China may soon become the first cashless country in the world. The crux of the matter is that the Celestial Empire can boast of well-developed mobile payment services, Guo Tianyong, director of the Center of Banking at the Central University of Finance and Economics, told Sputnik.
“Although in the US there are mobile payment services, such as Apple Pay, in China they are developed much better,” Guo explained in an interview with Sputnik China. “However, at the same time, banking services are less developed. For example, the use of bank cards is less spread, and this helps us.”
The academic elaborated that for the Chinese civilians who mostly deal with cash the mobile payment has become a real breakthrough: “A person can forget a bank card, while his mobile phone is always with him.”
“For sellers, mobile payments are also more convenient,” Guo continued. “One needs expensive equipment to accept a bank card, for example, a POS terminal. Small traders often cannot afford it. On the other hand, to carry out mobile payments the merchant just needs to start an electronic wallet and print his QR code. Therefore, mobile payments in China are much easier and more convenient for all.”
Small traders have jumped at the opportunity to accept electronic payments, as they had previously fallen easy prey to robbers. Likewise, taxi drivers do not carry cash with them citing security concerns.
Clearly, non-cash payments have proven to be safer. Of course, theoretically, hackers can crack an electronic wallet, Guo said, adding, however, that bank card holders are similarly facing risks of fraud.
He emphasized that “no payment method can be absolutely safe.” “However, good always triumphs over evil, and Chinese technologies in the field of preventing cybercrime are constantly evolving,” the academic stressed.
The mobile payment market is growing by leaps and bounds in China. In 2016, the total volume of mobile payments reached $5.5 trillion. This is 50 times more than that of the US market, which totals $112 billion.
In China’s large cities, like Beijing, Shanghai, Guangzhou and Hangzhou, payments via mobile devices are accepted almost everywhere. More than 80 percent of supermarkets are accepting payments through Alipay or WeChat Pay while a similar number of small shopkeepers provide their customers with their QR code when accepting payments. Furthermore, one can even make donations to temples via his or her mobile phone.

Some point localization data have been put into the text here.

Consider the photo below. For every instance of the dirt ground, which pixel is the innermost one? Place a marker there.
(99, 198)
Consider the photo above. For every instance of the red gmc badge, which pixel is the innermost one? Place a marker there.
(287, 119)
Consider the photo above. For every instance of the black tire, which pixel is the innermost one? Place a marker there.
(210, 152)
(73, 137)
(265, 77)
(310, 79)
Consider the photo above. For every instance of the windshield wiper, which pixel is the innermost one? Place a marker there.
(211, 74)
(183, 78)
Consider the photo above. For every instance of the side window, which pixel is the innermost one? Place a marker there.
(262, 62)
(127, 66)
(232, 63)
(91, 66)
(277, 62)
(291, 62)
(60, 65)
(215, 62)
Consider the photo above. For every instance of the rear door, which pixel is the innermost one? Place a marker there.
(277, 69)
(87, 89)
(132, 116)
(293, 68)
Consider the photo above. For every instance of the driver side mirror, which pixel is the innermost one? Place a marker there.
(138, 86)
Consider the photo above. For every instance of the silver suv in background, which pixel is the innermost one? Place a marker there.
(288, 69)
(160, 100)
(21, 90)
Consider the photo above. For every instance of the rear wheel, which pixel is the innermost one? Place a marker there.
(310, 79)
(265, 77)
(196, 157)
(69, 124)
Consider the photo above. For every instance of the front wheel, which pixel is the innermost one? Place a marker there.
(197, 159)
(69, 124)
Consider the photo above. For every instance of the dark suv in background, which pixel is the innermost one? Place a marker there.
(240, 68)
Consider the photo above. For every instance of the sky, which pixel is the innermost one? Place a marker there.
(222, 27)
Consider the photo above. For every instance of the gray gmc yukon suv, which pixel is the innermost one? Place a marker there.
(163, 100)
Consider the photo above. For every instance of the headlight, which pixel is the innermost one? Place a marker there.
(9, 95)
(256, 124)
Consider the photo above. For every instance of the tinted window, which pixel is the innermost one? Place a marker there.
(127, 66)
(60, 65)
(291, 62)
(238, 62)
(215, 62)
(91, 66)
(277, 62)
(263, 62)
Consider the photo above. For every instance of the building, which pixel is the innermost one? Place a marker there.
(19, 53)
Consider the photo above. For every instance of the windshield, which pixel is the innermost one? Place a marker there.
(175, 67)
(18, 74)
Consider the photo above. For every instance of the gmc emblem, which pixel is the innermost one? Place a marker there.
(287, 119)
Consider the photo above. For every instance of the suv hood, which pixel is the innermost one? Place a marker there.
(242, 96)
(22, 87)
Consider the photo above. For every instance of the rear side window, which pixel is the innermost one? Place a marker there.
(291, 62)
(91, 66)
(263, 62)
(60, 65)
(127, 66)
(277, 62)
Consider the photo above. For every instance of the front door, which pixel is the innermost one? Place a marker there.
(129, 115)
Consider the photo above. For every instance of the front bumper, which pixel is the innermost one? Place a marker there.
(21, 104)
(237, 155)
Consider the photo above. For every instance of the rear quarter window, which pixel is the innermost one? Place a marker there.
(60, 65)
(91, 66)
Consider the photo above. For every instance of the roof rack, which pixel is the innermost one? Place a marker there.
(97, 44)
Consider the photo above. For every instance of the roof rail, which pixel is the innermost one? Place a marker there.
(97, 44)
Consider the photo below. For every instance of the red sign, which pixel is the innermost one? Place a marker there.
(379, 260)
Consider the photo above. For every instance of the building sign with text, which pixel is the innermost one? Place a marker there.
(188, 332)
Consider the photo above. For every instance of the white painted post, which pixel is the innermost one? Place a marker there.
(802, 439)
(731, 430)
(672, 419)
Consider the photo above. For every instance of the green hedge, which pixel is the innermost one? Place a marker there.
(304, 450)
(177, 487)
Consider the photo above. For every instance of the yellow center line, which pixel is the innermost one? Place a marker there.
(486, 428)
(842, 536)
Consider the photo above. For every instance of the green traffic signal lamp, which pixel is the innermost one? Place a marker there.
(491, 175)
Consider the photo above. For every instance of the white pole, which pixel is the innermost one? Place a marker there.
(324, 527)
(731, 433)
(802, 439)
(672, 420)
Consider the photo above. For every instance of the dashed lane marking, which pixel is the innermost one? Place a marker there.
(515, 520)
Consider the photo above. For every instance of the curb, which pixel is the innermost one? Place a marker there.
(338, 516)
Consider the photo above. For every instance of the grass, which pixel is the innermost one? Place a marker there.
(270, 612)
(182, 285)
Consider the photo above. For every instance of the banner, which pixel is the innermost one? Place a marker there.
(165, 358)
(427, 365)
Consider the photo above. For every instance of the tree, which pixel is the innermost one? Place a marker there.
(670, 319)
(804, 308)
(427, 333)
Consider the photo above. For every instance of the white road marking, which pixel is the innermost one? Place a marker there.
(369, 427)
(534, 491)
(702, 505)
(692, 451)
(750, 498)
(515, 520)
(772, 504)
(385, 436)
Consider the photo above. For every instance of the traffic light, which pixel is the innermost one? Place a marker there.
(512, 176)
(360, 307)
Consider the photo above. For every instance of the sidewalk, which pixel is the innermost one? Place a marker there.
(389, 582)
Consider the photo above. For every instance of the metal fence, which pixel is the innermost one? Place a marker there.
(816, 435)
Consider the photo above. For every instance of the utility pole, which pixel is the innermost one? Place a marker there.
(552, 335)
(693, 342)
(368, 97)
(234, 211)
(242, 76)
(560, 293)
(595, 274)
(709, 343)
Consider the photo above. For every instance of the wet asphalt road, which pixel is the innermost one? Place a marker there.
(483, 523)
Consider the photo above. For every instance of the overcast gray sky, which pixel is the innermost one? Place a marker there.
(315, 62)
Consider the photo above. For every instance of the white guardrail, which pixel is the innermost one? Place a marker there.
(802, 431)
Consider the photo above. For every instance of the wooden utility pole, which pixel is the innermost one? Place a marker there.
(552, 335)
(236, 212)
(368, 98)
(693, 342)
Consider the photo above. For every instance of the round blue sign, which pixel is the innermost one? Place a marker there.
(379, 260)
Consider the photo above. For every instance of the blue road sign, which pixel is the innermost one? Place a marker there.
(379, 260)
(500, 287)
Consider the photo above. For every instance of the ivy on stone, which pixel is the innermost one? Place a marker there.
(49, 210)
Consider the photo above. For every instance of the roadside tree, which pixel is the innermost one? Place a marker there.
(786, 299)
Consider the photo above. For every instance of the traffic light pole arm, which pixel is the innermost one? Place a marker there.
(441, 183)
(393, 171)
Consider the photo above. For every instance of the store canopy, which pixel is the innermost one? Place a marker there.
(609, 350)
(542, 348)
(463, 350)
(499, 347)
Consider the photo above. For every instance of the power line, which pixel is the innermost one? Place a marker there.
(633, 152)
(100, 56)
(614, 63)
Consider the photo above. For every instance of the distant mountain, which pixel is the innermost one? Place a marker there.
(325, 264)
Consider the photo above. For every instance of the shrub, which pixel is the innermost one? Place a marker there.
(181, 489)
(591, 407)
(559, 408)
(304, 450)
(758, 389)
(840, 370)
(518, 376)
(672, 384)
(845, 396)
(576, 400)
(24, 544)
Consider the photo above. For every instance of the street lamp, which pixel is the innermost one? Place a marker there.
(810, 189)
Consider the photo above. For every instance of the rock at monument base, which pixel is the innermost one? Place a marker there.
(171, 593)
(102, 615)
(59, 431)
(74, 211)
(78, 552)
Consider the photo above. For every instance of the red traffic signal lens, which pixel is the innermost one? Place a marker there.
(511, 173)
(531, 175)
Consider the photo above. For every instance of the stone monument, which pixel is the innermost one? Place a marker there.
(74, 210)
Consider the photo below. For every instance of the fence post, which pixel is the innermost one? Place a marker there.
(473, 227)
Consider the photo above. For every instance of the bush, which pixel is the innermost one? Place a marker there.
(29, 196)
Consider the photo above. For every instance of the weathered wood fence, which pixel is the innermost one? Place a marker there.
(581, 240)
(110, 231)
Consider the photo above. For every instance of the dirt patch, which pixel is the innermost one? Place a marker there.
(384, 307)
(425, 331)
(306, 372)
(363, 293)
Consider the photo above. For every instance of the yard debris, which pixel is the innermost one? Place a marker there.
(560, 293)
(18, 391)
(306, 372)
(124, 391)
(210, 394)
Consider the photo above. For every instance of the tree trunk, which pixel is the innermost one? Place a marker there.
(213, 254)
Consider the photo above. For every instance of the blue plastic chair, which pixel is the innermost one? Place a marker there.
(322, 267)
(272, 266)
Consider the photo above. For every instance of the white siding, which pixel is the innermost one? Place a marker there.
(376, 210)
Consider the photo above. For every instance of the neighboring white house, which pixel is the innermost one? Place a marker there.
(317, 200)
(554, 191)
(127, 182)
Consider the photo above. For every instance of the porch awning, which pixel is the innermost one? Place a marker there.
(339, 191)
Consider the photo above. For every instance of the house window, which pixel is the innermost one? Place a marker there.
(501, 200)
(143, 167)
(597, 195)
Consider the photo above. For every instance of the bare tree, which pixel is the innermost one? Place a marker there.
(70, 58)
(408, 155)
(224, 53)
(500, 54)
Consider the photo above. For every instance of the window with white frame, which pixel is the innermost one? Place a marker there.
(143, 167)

Back in 2006, China lagged behind other countries in terms of non-cash settlements. Cash was 13 percent of the country’s GDP, while in the United States it was only 6.4 percent, and in Great Britain it was 3.5 percent. However, this year, according to KPMG, a global network of professional firms providing audit, tax and advisory services, 84 percent of Chinese citizens prefer mobile payments. For comparison’s sake, in the US only 20 percent of smartphone owners use them to make purchases.
Alipay and WeChat Pay, have emerged as China’s two dominant mobile payment platforms. According to the South China Morning Post, Alipay boasts more than 520 million active users.

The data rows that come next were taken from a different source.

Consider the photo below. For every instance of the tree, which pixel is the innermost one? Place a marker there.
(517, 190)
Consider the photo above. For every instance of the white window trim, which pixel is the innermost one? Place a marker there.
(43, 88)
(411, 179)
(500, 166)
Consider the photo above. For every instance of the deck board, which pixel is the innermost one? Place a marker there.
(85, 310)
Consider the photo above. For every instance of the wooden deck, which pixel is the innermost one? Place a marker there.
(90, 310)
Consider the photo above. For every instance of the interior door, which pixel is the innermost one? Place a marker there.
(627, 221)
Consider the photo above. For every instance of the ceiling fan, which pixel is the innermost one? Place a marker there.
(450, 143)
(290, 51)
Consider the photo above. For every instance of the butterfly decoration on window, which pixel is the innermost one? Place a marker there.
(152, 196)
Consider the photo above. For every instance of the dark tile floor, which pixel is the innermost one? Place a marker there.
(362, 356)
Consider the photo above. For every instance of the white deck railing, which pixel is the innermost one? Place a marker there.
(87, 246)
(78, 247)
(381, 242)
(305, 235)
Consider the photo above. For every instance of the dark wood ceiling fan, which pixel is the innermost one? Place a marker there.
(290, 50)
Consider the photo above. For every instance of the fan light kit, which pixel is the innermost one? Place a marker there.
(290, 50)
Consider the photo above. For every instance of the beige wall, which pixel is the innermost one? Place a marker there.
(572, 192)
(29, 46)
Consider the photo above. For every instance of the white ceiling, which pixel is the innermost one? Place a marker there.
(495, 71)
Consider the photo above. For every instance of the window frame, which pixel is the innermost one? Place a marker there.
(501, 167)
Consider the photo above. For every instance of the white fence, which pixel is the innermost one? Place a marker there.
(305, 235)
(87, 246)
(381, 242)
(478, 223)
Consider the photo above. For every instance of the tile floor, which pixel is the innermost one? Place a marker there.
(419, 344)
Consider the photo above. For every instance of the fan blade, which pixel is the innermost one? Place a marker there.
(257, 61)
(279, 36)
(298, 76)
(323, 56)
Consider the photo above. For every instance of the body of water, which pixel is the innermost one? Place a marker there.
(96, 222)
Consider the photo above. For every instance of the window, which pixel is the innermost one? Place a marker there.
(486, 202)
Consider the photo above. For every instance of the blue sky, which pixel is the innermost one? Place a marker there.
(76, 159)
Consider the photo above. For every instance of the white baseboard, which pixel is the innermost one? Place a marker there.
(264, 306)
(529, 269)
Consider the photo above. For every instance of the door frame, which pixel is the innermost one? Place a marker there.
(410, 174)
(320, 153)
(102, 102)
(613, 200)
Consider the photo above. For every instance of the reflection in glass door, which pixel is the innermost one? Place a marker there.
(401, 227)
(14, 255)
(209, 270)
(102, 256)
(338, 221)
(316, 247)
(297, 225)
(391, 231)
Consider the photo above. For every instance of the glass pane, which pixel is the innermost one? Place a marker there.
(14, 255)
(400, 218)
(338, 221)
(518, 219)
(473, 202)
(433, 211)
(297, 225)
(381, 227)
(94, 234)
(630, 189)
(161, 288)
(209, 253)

What’s behind the mobile payment systems popularity?
The answer may seem paradoxical: technical backwardness is sometimes useful, Guo says. Countries that are not burdened by the existing infrastructure can develop the most advanced technologies from scratch.
According to some estimates, every fifth Chinese adult does not have access to traditional banking services. At the same time, there are only 55 automated teller machines (ATMs) and eight banking branches per 100,000 people in China. The underdevelopment of this infrastructure helped the Chinese jump over the era of bank cards.
A recent study by French consulting firm Capgemini and international banking group BNP Paribas says that China is likely to become the global leader in digital payments by 2020, surpassing the US.
“By 2020, it is highly likely that emerging economies will be the powerhouses of global non-cash transaction volumes growth, with China most likely challenging the US as the leading market,” the report said, adding that the Celestial Empire will see growth of 36 percent over the next five years.
Meanwhile, the October UN report “Information Economy Report 2017: Digitalization, Trade and Development” predicted that mobile payments may outperform credit cards in online commerce as early as 2019.